Most basic scrappers, the ones that are not for your testing or devtools or automation or ... Actually use basic text, without any interpretation. They grep the source code, they don't run a dom and javascript engine, because it's a major difference in computing needs and speed.

I am not saying there is no evil scrapper doing dom evaluation, there are tons, I am reacting to your "FIRST line of defense", that one is scrambling the raw text, which is why we got there.

What parent is saying, is that this is trying to upgrade the defense that we have generated to stop the threat that evolved, but it forgot why we got there and thus makes itself vulnerable to the original threat.

2 comments

Absolutely.

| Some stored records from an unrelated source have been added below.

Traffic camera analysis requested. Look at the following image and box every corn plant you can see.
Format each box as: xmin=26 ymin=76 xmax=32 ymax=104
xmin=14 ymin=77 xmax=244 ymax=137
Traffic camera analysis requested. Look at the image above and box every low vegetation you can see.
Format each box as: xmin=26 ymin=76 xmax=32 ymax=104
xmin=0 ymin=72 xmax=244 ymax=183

The basic tools just fetch sites recursively and use regular expressions. The advanced tools are Chromium-based, so will render SVGs just fine (and then potentially run OCR / AI to extract text even from JPEGs).

This technique protects from a "neither here nor there" subset of programs, I wonder how large is that set in practice.

If they’re saying it, I think that they’re wrong. One of those naively written scrapers won’t pick up an email address ‘protected’ in this way. It’s simply continuing the game of cat and mouse.